I don't really care - as mentioned, once it leaves my hands it's up to others to tweak it how they want.


----------



## Dawgluver (Mar 17, 2017)

No biggie to me either.  I have streams of consciousness, not recipes.  But don't ask me to replicate anything.


----------



## caseydog (Mar 18, 2017)

If the mess up my recipe, all I ask is that they don't tell anyone it was my recipe.If they improve it, by all means, give me the credit. 

CD


----------



## Aunt Bea (Mar 18, 2017)

No problem!

Many times the tweaks and changes are better than my original recipe.

What does bother me is when someone gives me a recipe for something that I've enjoyed and they leave out the little tweaks and changes that made it special.


----------



## medtran49 (Mar 18, 2017)

Sir_Loin_of_Beef said:


> Back in the days of the Food Network forums, I had Tyler Florence steal one of the recipes I posted on the forums and claim it as his own. Then to top it all off, he moved to my old stomping grounds, San Francisco's Chinatown! I have hated him ever since, and if I am searching for a recipe and one of his pops up, I don't even look at it. Yes, I am a petty, vindictive S.O.B.


 
We may have had something like that happen on here.  The first year that we planted collard greens, we planted too many and had a huge over-abundance.  It's really hard to give away collard greens.  Anyway, had to come up with ways to use them.  So I had an idea to use them like cabbage and make rolls with dirty rice and creole sauce.  In a period of less than 2 months, Sunny of the FN came up with the exact same idea.  Now it's possible I'll admit, but the timing was quite coincidental.


----------



## powerplantop (Mar 18, 2017)

As someone who publicly post recipes I encourage people to change the recipe to suit who they are cooking for. Sometimes I even make suggestions for subs. 
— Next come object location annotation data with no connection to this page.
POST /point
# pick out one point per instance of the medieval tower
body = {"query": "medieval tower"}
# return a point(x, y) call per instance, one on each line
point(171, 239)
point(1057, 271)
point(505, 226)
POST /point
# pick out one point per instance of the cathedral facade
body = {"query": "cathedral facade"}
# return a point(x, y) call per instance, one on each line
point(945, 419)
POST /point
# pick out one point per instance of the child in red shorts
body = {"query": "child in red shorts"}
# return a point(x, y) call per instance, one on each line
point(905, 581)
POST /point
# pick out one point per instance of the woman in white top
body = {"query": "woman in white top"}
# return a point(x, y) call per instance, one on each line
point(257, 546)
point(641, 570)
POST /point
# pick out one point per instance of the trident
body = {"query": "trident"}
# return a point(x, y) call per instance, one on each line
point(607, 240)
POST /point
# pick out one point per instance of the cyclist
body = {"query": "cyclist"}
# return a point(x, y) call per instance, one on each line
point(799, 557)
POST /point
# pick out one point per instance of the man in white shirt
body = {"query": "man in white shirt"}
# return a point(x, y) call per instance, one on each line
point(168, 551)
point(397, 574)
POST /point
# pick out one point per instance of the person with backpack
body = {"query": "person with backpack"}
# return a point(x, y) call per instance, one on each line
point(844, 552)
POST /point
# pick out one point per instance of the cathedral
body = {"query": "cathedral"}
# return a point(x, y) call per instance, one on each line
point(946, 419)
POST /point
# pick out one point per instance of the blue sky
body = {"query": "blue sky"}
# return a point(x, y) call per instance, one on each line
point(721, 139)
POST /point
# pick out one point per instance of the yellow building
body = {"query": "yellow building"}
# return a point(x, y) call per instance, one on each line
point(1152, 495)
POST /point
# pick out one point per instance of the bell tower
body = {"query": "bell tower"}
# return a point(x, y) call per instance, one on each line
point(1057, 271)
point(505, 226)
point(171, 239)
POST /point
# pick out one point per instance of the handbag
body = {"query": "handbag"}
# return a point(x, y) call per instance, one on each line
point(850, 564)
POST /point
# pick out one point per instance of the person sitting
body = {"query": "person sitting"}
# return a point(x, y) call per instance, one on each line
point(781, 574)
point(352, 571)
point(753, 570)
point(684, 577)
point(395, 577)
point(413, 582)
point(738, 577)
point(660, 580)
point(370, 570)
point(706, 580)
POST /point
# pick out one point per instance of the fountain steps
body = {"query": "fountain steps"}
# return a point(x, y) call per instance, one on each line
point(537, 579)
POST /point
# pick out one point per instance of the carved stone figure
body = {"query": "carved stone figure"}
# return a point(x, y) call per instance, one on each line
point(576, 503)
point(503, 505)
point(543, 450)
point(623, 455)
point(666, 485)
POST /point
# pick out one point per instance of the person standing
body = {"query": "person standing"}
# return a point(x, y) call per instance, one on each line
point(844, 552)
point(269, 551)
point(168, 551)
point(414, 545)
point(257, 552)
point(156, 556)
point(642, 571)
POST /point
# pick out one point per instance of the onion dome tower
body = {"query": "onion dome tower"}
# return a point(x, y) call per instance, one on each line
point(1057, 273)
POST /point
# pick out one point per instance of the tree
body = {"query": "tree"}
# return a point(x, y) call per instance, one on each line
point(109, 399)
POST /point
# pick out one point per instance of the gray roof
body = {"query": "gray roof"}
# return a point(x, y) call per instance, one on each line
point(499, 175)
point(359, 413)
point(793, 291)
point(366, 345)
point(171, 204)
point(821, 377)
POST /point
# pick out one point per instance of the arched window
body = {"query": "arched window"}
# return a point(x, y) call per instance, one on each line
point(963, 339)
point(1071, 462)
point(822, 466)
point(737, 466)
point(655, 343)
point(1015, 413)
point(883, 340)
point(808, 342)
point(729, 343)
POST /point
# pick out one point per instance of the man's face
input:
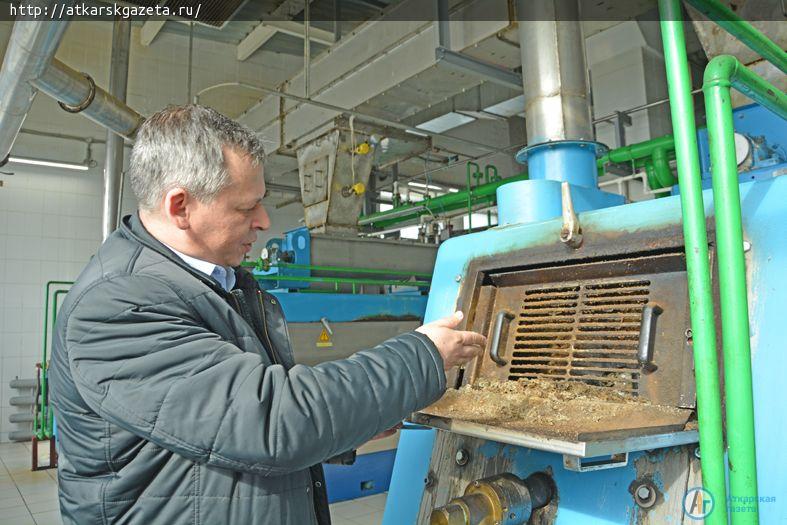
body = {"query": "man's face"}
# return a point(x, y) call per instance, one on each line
point(225, 228)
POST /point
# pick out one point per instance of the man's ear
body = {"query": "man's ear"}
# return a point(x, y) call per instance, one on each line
point(176, 207)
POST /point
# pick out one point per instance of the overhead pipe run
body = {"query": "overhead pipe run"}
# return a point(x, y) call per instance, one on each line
point(30, 50)
point(29, 67)
point(78, 93)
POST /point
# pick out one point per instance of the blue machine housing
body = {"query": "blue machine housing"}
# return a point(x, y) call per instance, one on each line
point(602, 496)
point(297, 244)
point(371, 473)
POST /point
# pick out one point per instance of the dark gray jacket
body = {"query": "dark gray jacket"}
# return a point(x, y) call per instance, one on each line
point(177, 402)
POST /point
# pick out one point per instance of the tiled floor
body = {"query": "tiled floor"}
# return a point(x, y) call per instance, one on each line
point(26, 497)
point(30, 498)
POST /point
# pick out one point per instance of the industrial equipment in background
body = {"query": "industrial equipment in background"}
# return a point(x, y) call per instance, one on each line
point(598, 398)
point(342, 293)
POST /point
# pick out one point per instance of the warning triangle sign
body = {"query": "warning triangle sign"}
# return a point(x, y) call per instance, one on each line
point(324, 339)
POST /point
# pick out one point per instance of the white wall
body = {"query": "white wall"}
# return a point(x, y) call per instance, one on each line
point(626, 71)
point(50, 219)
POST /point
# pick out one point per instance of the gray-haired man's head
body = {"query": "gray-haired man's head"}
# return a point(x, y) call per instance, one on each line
point(183, 146)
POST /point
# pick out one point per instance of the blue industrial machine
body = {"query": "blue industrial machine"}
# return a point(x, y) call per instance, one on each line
point(341, 294)
point(582, 410)
point(638, 469)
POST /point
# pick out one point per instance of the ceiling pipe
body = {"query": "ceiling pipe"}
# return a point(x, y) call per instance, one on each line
point(113, 165)
point(30, 66)
point(78, 93)
point(32, 45)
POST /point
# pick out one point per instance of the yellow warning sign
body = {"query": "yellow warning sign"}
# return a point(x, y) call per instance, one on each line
point(324, 339)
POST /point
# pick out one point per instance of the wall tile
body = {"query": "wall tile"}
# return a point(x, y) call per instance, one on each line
point(10, 368)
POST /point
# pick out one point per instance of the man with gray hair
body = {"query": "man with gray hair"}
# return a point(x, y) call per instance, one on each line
point(173, 383)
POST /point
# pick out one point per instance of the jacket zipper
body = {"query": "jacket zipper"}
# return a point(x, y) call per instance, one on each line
point(274, 354)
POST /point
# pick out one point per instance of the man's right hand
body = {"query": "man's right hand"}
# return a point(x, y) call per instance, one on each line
point(457, 347)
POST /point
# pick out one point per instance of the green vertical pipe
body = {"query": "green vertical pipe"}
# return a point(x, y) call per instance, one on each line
point(46, 414)
point(722, 73)
point(706, 368)
point(664, 177)
point(743, 31)
point(469, 194)
point(48, 288)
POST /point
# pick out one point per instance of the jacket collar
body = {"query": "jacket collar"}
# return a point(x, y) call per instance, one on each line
point(131, 226)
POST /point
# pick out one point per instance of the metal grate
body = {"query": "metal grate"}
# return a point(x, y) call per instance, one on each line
point(583, 331)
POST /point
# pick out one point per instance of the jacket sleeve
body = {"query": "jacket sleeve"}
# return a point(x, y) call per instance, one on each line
point(149, 365)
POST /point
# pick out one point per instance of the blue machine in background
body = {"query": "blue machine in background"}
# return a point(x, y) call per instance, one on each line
point(760, 143)
point(592, 481)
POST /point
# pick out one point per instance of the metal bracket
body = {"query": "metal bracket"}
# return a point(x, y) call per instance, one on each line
point(571, 233)
point(579, 464)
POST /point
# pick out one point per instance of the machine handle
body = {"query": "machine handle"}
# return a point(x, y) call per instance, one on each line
point(647, 337)
point(494, 350)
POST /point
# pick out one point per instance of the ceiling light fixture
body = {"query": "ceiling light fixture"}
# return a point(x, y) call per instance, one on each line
point(49, 163)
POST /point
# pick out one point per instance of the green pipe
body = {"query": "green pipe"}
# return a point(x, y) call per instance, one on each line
point(706, 368)
point(485, 193)
point(45, 430)
point(469, 193)
point(662, 171)
point(723, 73)
point(42, 406)
point(743, 31)
point(638, 151)
point(343, 280)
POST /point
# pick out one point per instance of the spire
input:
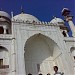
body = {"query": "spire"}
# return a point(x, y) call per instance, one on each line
point(22, 10)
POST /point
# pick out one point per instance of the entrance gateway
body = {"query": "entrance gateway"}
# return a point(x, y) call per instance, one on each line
point(41, 54)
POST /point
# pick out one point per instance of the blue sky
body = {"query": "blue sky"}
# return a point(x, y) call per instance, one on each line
point(44, 10)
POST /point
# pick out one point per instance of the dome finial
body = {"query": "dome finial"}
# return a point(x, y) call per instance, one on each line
point(22, 10)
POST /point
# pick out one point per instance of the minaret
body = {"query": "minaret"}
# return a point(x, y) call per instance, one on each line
point(68, 18)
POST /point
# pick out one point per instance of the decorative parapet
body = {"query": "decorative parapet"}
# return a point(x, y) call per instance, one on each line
point(69, 39)
point(34, 23)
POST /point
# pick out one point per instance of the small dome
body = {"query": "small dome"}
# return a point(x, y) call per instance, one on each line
point(26, 17)
point(4, 14)
point(57, 21)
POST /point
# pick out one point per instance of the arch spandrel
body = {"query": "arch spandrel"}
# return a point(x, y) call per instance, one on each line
point(48, 36)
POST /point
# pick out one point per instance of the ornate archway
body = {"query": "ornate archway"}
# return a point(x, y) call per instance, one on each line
point(41, 54)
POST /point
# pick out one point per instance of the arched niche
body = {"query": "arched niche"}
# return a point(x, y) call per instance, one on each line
point(41, 54)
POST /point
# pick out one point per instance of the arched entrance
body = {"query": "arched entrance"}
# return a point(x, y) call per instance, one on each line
point(41, 54)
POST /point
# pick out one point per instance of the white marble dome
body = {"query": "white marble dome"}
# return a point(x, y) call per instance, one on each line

I spend a lot of time researching and developing recipes. I may look at 20 different recipes to find methods in coming up with "my" recipe. So knowing that someone changed "my" recipe is no big deal. 

Food is constantly evolving. What we think of as real Mexican food (or almost any other food) is not what they were eating before outside influences.


----------



## RPCookin (Mar 18, 2017)

I honestly couldn't care less if someone wants to lay a claim to a recipe they got from me.  Most of the time it's not mine anyway - even if I've made modifications to the original I wouldn't claim it as my own.  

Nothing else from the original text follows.